We received an alert informing of anomalous activity from OSCAR. In this article you will see how we identified what caused the alert. Thankfully OSCAR makes identifying anomalous activity extremely simple.
By looking at the alert email, we knew that the occurrence was between 9:00 and 10:00 am on a Monday morning. We also knew which firewall logged the event, and the total number of events that occurred in that timeframe. This happens to be a fairly large deviation from what is normal. The count was 24,589 events when the Same Day / Same Hour event is 5,124.
With one click we were able to launch OSCAR, and after entering the log-in credentials, were brought to the Query Tool, which is used to research the logs.
By looking at the graphs on the left of the query tool, we saw an obvious difference between all destinations IPs as well as the source IPs.
Simply hovering over the biggest piece of the source IPs, brings up a box showing the IP address and the percentage it holds over the rest of the sources. Now the offending IP has been identified.
The same can be done for the destination IPs. Once identified, the Query Tool can be filtered to show only the offending source IP. Again, filtering can be done with the destination IP if desired.
Now that the Query Tool is filtered, a right click over a destination IP will bring up a menu with a variety of options.
- Show Raw Event
- Show Port Information
- Show Hostname
- Show IP Information
By choosing Show IP Information, another box will appear with the option of looking up the source or destination IP. When the destination is selected OSCAR will request a reverse lookup and display a map with hostname information.

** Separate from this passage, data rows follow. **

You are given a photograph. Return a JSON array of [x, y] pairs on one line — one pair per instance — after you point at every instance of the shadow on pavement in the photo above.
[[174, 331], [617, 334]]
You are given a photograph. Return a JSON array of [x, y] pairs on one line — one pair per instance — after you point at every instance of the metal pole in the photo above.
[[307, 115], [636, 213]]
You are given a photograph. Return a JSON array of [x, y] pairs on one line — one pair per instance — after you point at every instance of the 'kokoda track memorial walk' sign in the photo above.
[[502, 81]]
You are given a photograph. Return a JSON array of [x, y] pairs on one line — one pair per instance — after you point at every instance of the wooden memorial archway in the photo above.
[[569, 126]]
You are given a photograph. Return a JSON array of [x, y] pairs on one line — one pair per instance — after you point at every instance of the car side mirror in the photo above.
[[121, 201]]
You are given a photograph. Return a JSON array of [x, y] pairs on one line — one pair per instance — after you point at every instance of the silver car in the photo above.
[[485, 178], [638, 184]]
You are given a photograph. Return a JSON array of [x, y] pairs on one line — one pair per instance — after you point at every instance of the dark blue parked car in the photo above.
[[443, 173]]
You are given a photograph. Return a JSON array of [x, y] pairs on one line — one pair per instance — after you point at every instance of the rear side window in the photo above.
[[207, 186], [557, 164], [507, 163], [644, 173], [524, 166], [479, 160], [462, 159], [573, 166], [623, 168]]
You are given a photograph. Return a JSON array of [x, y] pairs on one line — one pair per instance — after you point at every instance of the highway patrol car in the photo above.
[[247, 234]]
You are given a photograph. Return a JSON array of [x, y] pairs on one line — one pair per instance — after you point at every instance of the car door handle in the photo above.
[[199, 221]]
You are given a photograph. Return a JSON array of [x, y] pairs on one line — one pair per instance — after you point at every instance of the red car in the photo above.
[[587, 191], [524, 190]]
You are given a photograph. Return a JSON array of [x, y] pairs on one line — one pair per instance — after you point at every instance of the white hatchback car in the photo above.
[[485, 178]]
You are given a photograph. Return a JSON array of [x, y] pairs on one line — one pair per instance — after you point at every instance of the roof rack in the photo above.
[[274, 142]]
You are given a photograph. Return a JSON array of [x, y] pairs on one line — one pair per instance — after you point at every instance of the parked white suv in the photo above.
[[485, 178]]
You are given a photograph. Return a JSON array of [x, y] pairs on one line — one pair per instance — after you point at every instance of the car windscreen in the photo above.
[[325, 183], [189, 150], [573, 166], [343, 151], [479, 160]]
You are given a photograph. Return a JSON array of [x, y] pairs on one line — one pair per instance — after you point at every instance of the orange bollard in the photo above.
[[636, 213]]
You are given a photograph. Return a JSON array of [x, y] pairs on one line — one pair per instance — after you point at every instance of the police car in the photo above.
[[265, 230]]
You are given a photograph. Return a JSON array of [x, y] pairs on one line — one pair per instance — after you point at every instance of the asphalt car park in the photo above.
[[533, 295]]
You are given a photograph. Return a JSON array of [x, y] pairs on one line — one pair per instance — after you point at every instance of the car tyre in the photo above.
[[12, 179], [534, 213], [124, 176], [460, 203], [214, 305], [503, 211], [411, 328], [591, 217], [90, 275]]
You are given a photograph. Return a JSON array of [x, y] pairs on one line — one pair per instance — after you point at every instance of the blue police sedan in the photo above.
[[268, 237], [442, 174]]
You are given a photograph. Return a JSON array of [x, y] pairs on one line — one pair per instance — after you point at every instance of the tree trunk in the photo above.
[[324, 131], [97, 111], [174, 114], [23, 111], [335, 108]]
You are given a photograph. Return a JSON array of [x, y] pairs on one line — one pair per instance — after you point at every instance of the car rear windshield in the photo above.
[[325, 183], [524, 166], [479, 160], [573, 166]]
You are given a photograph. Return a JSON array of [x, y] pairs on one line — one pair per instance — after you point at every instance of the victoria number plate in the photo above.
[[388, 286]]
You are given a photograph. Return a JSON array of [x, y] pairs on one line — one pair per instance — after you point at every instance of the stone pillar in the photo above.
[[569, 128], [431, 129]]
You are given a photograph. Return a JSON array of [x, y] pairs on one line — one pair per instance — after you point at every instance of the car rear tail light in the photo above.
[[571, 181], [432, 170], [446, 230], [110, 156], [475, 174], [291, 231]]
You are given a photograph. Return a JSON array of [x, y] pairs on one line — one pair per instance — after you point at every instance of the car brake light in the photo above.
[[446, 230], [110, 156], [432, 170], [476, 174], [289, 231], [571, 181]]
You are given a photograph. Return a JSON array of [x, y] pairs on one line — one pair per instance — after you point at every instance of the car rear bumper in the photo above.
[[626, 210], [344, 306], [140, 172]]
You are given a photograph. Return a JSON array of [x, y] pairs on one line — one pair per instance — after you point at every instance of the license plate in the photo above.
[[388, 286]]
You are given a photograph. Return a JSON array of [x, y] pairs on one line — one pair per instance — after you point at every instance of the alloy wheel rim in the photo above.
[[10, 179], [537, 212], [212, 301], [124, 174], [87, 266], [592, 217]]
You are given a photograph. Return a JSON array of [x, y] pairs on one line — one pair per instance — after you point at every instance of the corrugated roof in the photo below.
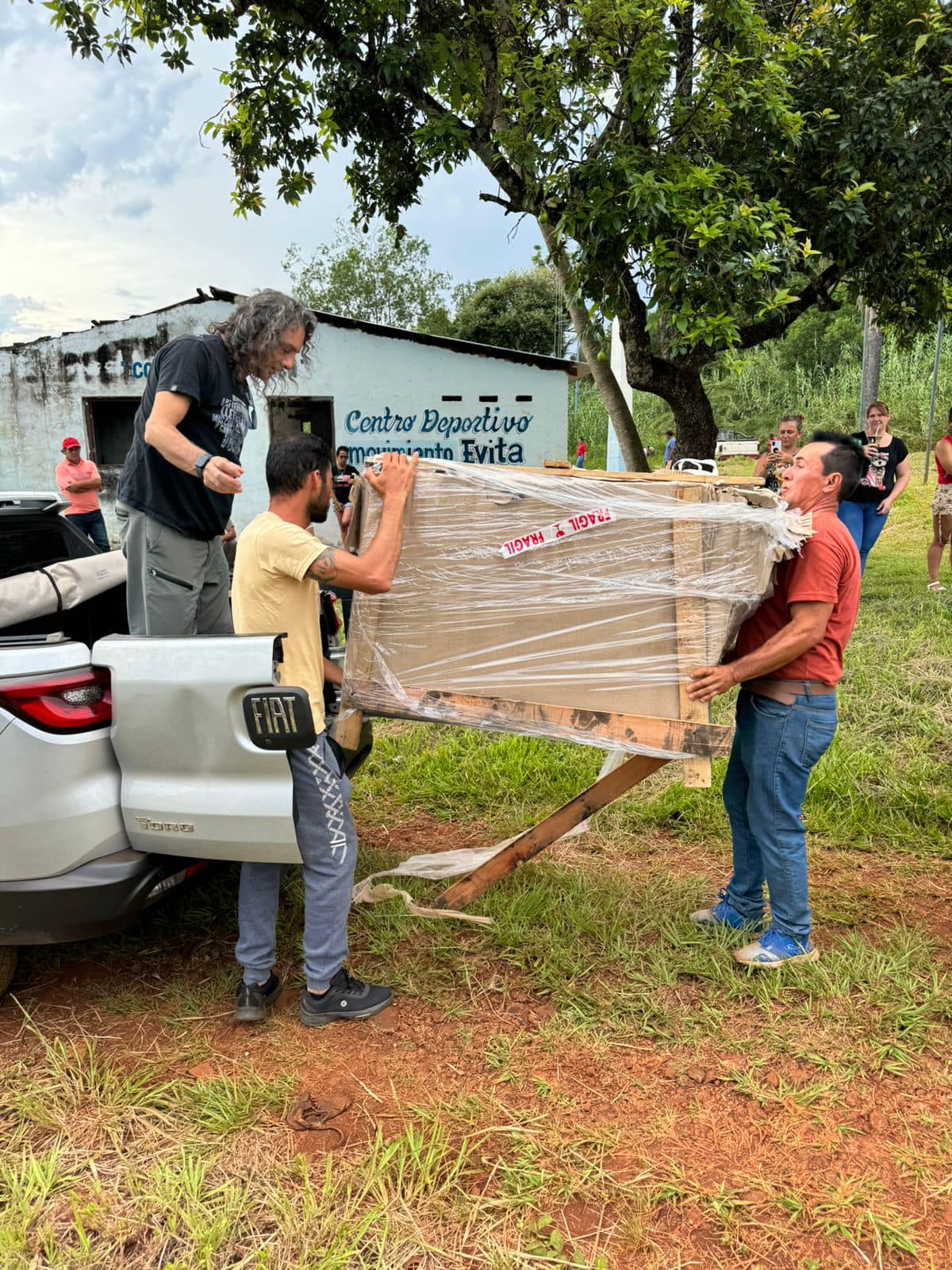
[[371, 328]]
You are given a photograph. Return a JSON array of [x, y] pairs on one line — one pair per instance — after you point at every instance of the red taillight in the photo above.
[[65, 702]]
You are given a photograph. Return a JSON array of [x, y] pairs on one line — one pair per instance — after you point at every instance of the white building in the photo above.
[[370, 387]]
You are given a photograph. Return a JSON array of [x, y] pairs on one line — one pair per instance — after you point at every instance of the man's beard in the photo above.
[[317, 512]]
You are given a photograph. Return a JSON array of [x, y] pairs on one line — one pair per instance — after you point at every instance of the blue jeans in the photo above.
[[328, 844], [774, 752], [93, 525], [865, 525]]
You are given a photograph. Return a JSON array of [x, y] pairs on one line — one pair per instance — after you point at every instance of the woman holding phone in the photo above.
[[772, 464], [865, 512]]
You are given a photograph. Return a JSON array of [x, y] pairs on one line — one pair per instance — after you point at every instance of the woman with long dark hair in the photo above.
[[866, 510]]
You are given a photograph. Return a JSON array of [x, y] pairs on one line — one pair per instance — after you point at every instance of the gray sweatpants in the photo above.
[[175, 586], [328, 844]]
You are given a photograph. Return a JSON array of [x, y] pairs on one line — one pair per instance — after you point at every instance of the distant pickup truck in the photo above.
[[129, 764], [731, 444]]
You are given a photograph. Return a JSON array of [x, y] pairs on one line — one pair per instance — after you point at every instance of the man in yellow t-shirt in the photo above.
[[278, 569]]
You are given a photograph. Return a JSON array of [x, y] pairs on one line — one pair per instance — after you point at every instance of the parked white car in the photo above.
[[731, 444], [129, 764]]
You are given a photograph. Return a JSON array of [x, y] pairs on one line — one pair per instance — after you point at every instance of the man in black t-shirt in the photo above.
[[182, 473], [343, 475]]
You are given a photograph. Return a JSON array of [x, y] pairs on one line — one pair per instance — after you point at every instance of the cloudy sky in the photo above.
[[111, 202]]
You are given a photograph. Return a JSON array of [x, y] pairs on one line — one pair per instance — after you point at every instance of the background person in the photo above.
[[941, 511], [278, 571], [80, 482], [344, 475], [866, 510], [780, 451], [787, 660], [182, 473]]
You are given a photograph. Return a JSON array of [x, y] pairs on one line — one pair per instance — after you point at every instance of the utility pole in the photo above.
[[939, 329], [873, 359]]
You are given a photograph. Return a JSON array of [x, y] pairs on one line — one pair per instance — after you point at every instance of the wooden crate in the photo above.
[[587, 638]]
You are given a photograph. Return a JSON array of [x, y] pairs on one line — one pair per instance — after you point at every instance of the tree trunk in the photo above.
[[873, 359], [608, 387], [695, 429]]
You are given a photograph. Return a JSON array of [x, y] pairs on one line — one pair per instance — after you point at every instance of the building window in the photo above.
[[109, 429], [290, 417]]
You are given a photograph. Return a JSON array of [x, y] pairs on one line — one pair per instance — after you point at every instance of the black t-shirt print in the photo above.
[[881, 476], [219, 418], [343, 482]]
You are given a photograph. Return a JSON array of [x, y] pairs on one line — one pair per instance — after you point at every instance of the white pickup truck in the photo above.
[[127, 764]]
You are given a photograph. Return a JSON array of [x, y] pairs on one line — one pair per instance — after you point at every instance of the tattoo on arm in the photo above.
[[325, 567]]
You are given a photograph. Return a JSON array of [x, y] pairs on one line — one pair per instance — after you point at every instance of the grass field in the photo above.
[[587, 1083]]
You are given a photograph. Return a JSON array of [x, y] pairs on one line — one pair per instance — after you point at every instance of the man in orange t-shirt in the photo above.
[[787, 660], [79, 480]]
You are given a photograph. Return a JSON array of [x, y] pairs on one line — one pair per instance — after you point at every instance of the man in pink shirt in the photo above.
[[80, 482]]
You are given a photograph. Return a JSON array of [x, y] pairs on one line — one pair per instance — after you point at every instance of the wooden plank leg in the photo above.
[[549, 831], [347, 727], [691, 641]]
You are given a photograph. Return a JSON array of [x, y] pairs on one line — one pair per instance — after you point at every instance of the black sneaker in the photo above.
[[251, 1000], [346, 999]]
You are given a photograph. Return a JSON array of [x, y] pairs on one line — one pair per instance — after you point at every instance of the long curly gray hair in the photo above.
[[253, 332]]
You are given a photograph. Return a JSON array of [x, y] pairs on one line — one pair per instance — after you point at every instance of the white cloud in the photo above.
[[112, 202]]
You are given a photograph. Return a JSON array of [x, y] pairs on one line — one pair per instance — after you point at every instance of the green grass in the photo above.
[[885, 783], [112, 1155]]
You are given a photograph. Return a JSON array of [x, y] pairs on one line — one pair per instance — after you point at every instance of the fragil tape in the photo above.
[[560, 530]]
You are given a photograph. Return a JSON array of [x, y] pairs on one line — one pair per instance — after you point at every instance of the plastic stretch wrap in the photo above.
[[562, 607]]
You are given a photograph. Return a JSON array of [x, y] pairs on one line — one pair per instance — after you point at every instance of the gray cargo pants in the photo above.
[[328, 844], [175, 586]]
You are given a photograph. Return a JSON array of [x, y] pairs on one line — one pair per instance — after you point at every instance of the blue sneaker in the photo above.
[[723, 914], [774, 949]]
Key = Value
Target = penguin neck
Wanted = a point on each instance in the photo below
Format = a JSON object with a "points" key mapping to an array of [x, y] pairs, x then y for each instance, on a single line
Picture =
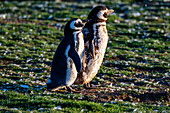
{"points": [[97, 21]]}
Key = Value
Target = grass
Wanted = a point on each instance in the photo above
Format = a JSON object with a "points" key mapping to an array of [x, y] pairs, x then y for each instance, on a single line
{"points": [[134, 76]]}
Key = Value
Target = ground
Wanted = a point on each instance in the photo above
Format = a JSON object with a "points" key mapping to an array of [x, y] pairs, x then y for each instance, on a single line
{"points": [[133, 77]]}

Using this tool enables a user to dig deeper and to see if someone was on a malicious website, or if their computer was infected by malware trying to call home.
So we spent a couple minutes tracking down what happened. John Verry, Security Sherpa at Pivot Point Security, thought that it may be a tool crawling the Internet so he came over to my desk and said “Are you running a new keyword analysis tool?”
We verified that the source IP matched my machine and that at the exact times OSCAR showed in the Query Tool, I was testing a new tool.
OSCAR is designed to simplify log management for all users. Yes, OSCAR alerts on anomalous activity and has a query tool for drilling down into log events. But, as in the example above, OSCAR even helped management improve security awareness since it was a matter of minutes before the activity was identified and verified as a non-issue.
OSCAR really is Security Event Management, Simplified.